França mostra o que se segue: a luta contra as alterações climáticas cai em cima de todos mas é particularmente dura na classe média-baixa, a base do que ainda se pode designar genericamente por trabalhadores mal remunerados, desempregados e o restante conjunto difuso dos excluídos do "sucesso".
Trata-se de um segmento enorme onde há muita ira acumulada e capacidade de atuação social pela violência. Estas pessoas têm de ser tratadas com particular proteção porque merecem essa dignidade. Mas, igualmente, porque serão o primeiro pelotão de combate às políticas de transformação contra as alterações climáticas, questão tão crucial que não pode ser adiada.
Parar as emissões de carbono tem um preço social altíssimo.
Além disso, todos os centros de negócio da indústria do petróleo e automóvel ajudam na manutenção do paradigma carbónico - ninguém deixa morrer um negócio desta escala épica sem dar luta.
Ainda por cima, o transporte individual é quase a única opção fora dos grandes centros, tornando a vida dura e cara. Não ter acesso a transportes públicos - numa era de custos crescentes por emissões de carbono - é uma forma importante de pobreza que deve ser reconhecida.

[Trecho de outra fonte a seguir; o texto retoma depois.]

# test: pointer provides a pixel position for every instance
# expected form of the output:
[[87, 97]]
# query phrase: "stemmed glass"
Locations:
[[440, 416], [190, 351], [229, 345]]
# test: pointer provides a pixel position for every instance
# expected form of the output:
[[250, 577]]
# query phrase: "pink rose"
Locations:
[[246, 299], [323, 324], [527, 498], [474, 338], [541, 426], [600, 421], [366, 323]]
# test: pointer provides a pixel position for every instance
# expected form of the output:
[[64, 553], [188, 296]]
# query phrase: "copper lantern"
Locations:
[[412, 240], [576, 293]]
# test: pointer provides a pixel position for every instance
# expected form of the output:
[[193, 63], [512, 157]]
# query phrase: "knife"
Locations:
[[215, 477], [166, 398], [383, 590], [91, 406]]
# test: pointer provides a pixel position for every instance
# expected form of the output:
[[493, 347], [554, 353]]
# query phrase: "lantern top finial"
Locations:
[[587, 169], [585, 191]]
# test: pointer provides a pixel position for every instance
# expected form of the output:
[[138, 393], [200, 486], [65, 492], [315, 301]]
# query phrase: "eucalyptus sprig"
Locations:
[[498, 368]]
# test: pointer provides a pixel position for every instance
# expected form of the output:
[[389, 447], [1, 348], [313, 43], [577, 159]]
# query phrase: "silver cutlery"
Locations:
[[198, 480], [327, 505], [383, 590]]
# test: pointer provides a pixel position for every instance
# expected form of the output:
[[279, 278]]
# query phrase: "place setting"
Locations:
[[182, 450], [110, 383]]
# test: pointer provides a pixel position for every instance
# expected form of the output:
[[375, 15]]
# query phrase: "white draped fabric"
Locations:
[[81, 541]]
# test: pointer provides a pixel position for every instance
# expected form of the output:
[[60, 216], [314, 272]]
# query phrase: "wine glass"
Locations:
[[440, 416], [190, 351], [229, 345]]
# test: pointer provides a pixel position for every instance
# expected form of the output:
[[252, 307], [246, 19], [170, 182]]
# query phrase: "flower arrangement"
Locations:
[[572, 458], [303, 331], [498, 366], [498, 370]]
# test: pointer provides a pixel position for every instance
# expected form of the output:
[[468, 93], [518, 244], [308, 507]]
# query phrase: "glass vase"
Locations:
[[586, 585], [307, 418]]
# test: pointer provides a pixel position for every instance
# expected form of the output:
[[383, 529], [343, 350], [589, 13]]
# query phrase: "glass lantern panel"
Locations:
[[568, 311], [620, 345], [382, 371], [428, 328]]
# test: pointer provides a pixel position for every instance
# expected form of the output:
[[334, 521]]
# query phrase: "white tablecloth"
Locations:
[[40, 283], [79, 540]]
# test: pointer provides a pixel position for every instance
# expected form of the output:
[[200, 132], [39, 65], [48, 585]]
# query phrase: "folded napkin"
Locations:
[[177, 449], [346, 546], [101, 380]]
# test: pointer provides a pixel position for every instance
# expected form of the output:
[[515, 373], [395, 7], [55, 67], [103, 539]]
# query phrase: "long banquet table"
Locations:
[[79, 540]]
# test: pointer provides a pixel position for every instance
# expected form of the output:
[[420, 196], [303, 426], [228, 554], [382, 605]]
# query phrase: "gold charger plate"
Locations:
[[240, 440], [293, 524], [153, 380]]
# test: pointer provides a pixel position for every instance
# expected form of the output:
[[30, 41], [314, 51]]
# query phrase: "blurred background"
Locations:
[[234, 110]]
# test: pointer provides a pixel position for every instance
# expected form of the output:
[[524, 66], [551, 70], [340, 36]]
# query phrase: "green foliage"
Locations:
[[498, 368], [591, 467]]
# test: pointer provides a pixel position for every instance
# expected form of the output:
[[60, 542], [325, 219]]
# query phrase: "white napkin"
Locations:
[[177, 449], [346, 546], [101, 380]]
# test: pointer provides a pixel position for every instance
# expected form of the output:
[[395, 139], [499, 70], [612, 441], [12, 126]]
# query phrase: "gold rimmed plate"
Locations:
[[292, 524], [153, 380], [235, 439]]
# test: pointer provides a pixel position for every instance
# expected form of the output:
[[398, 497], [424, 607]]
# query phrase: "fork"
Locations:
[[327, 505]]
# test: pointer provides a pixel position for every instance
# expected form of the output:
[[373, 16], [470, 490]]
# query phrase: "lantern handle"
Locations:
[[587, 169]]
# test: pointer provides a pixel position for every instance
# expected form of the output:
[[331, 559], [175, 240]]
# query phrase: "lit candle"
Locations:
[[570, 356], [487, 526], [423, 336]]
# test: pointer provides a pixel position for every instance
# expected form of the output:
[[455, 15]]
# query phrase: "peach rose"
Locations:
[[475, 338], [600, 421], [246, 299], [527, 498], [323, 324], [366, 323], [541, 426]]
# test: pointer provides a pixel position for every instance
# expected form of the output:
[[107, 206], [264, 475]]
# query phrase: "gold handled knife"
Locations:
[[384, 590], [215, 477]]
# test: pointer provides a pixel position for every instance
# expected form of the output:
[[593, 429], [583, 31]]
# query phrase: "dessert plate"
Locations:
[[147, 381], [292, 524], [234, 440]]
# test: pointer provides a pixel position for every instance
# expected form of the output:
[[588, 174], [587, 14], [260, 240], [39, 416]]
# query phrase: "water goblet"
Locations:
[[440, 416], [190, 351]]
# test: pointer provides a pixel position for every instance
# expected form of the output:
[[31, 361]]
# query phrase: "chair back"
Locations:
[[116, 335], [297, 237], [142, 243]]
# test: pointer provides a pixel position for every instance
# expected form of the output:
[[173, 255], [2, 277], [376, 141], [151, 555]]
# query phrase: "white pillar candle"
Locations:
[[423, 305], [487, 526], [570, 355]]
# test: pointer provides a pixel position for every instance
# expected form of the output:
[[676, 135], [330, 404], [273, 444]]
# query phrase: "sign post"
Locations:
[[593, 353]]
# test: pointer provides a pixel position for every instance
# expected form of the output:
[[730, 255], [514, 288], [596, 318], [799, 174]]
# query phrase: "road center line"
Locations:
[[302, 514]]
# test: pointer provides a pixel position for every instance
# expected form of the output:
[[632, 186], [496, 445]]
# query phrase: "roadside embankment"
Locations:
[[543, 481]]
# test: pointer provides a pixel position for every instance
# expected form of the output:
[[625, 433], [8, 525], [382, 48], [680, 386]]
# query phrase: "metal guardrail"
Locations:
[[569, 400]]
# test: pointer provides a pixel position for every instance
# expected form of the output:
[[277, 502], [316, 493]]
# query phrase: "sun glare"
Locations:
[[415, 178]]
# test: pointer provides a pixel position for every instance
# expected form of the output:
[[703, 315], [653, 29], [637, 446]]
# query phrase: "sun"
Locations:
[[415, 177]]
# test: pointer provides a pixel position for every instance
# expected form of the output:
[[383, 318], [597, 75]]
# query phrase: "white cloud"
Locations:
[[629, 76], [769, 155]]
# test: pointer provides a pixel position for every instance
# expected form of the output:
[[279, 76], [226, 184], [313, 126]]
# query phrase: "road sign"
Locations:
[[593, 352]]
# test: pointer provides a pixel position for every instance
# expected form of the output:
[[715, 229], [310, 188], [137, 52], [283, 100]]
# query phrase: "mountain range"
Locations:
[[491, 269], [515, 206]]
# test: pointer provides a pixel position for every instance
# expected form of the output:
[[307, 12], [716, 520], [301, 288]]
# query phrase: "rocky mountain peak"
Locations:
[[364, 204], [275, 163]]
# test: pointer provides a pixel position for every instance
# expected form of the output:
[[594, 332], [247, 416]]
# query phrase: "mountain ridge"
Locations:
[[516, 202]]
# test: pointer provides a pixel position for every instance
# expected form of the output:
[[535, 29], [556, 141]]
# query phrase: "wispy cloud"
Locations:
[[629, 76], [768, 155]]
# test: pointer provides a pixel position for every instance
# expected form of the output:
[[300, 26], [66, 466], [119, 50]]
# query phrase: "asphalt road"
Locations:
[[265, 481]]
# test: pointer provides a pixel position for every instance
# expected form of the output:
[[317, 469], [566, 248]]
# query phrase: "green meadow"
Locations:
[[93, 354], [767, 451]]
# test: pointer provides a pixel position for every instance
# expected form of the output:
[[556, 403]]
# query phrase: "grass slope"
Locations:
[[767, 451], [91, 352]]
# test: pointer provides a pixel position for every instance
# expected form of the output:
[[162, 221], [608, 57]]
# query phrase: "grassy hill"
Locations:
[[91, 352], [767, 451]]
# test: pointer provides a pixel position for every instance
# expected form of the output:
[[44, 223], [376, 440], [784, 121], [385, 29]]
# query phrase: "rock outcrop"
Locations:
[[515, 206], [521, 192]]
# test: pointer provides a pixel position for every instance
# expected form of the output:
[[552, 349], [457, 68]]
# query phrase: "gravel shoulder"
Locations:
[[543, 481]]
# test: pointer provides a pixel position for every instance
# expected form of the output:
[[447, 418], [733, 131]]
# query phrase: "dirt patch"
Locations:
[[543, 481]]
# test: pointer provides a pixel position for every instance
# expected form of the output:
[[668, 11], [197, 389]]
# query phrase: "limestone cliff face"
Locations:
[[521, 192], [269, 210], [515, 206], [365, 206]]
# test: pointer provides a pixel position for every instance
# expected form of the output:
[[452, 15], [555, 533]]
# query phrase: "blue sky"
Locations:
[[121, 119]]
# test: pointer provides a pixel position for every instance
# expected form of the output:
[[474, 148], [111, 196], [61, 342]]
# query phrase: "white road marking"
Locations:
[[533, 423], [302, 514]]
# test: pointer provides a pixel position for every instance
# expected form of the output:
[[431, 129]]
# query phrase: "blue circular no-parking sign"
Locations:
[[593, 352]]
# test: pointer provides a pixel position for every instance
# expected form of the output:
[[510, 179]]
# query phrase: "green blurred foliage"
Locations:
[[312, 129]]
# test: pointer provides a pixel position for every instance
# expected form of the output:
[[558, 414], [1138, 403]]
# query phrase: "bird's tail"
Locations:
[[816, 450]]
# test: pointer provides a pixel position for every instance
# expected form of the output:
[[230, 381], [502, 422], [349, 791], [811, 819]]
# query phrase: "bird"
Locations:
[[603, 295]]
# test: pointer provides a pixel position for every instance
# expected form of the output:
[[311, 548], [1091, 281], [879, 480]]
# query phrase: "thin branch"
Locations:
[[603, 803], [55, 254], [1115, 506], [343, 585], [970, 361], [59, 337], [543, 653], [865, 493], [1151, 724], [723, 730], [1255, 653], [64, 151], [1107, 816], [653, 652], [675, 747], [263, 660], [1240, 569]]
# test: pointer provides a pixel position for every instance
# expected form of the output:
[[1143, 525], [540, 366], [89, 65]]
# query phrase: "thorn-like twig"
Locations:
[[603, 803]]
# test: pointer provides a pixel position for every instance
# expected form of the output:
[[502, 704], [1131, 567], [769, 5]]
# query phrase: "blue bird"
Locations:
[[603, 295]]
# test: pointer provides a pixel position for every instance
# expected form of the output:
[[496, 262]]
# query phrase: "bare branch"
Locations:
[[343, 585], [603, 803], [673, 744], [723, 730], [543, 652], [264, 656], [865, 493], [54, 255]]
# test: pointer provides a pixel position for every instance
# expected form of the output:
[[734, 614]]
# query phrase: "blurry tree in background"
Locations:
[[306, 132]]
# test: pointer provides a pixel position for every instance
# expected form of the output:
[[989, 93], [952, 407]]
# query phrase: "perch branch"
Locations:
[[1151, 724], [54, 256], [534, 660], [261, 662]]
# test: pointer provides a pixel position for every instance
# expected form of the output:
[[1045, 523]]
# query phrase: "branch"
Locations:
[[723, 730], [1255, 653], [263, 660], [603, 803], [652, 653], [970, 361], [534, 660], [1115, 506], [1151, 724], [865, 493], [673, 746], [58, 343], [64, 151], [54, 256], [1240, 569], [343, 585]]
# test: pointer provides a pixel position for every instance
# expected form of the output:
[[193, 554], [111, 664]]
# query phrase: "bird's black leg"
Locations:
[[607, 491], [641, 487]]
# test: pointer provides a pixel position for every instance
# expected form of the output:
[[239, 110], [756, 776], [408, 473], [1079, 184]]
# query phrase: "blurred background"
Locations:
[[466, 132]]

A crise ambiental é transversal a todos os países que acreditem na ciência. Mário Centeno também é dos que acha que as emissões são globais. O que pensou o ministro sobre o tema quando apresentou o Orçamento do Estado em outubro? Propôs baixar o imposto sobre a gasolina, tornando-o mais próximo do gasóleo. É uma medida idêntica à de Macron mas inversa: em vez de querer somar mais impostos, diminuiu receita. Por isso, o presidente francês foi acusado de demagogia - embora todos saibamos que a solução não passa apenas por se ir transferindo o consumo do gasóleo para gasolina por razões ambientais. É preciso diminuí-las a todas. E a única forma é subir o preço. Portanto, Macron está certo no diagnóstico. Mas fazê-lo sem um tecido social que consiga ir trabalhar sem automóvel não é ainda realista.